En el sudeste asiático los elefantes blancos eran animales venerados que el monarca podía regalar para distinguir a un súbdito. El agraciado debía cargar entonces con la costosa manutención del animal que, siendo sagrado, no podía ser vendido, regalado, sacrificado o puesto a trabajar, lo que podía llevar a la ruina a su propietario. En la actualidad se denominan elefantes blancos a esos grandes edificios recién construidos, «regalos deslumbrantes, preciosos, sagrados y que se dice que traen riqueza y prosperidad, pero que no pueden ser puestos en uso».
Adriana Seserin, la singular arquitecta que relata esta historia, en lugar de construir edificios hace proyectos que están a mitad camino entre la arquitectura y el teatro. En su última acción (Una habitación con vistas, 2013) invitó a la coreógrafa Anna Källblad a hacer un espectáculo en uno de esos enormes edificios. Las bailarinas, disfrazadas de edificios blancos, bailan frente a una platea vacía.
Este proyecto, que se realizó el pasado 16 de enero en Suecia, me recuerda a Anarchitekton (2002-04), de Jordi Colomer, otro artista muy cercano al teatro. Anarchitekton era una serie de acciones en las que un intérprete se paseaba frente a edificios singulares con la maqueta de los mismos sobre un mástil.
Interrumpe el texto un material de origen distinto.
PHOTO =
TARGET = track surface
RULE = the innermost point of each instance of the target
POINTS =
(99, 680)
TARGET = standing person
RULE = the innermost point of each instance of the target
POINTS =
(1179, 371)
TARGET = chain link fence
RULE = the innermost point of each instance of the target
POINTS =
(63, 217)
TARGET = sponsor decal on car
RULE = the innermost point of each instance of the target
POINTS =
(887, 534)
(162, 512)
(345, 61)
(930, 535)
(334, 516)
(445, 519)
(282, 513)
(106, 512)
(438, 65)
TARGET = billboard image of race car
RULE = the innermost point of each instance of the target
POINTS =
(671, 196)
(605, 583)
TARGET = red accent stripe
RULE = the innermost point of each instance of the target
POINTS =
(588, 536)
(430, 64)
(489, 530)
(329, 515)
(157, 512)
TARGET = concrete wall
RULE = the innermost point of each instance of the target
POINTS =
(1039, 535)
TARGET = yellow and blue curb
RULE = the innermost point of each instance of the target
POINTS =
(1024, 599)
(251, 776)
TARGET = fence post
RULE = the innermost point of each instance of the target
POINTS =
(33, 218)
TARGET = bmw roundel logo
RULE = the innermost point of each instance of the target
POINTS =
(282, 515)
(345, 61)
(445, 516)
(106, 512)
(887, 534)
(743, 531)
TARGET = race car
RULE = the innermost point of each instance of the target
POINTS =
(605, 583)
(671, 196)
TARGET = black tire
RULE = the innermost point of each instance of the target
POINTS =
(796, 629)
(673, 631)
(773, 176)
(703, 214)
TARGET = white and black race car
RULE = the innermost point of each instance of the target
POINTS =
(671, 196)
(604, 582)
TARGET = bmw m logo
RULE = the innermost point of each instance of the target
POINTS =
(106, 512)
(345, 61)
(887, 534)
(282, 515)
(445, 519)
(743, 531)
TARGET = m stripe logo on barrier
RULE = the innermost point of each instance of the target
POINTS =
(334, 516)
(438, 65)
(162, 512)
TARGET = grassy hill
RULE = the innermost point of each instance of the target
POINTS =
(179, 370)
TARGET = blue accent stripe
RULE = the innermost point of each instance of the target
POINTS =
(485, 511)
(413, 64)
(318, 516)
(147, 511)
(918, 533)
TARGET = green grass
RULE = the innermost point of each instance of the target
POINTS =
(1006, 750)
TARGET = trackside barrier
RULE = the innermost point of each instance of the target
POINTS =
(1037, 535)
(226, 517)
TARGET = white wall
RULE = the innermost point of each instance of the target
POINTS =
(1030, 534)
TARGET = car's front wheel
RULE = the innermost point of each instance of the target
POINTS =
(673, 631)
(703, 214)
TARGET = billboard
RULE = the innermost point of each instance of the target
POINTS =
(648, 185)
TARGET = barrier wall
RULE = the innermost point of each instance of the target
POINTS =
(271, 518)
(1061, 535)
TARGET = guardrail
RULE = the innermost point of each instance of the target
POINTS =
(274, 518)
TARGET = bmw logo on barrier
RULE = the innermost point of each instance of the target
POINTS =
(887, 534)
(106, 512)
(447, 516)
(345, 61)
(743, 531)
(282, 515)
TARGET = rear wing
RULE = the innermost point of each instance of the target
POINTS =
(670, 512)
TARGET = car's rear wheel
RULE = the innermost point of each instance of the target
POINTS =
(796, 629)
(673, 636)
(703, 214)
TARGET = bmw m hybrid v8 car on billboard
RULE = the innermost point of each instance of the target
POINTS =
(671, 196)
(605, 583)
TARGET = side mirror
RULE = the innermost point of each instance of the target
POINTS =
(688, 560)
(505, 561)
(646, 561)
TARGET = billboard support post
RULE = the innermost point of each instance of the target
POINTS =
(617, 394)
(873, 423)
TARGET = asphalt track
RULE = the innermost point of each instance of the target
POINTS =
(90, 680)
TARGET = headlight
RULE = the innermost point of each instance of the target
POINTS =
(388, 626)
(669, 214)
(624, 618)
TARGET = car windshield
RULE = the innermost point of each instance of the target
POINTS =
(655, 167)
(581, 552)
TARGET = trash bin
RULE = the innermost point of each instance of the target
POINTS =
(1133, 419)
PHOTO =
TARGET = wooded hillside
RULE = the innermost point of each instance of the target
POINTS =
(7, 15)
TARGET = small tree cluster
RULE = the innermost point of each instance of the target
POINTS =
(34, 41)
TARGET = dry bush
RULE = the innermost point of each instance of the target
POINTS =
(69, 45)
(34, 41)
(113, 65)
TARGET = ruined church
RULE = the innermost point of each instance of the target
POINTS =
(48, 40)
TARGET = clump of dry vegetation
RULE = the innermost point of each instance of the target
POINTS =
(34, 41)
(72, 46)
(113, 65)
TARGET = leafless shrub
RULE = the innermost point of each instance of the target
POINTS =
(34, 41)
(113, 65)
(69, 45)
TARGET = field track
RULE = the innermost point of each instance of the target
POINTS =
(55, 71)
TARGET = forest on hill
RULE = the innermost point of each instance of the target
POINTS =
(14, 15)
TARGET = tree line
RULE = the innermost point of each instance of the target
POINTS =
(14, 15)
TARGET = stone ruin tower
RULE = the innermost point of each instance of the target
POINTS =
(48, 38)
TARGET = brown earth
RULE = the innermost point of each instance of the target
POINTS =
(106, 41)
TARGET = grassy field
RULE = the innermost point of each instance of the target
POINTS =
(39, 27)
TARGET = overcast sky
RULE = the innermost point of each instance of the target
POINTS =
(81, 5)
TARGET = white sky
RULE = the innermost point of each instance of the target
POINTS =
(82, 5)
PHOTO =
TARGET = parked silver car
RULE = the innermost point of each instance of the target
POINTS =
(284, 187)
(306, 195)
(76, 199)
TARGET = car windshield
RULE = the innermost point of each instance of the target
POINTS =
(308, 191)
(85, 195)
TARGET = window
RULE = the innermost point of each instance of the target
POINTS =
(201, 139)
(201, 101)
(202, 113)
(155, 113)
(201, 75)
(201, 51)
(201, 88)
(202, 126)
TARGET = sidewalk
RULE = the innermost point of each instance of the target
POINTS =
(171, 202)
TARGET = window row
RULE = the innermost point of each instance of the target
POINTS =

Tanto en Una habitación con vistas, donde los únicos espectadores estaban en el restaurante con vistas a la sala, como en Anarquitekton, donde los transeúntes eran los ocasionales testigos, la acción realizada es mucho mayor que el público convocado. Puede argumentarse que el público real de ambos proyectos es indirecto, el de los medios de comunicación o el de los museos que reproducen o, como en este blog, hacen mención de los proyectos, pero ese ulterior público no colma la acción en el momento de realizarse. La acción se colma al hacerse al margen del público, como un acto religioso en el que la tentación de la vanidad se diluye al tener a dios como único espectador.
«Els fonaments de la vida eremítica són la penitència i l’oració, el seu ornament és el silenci, la seva guarda el recés i la seva finalitat la unió amb Déu» decía un cartel a la puerta del monasterio mallorquín.
El ornamento del silencio es la clave en las piezas de Adriana y Jordi. No son piezas que convoquen a ningún dios pero ambas se realizan más allá del público (probablemente el más histérico de los dioses). Su razón radica en que el mero hecho de afirmar, incluso cuando nadie está escuchando –o quizás precisamente por eso– es una acción.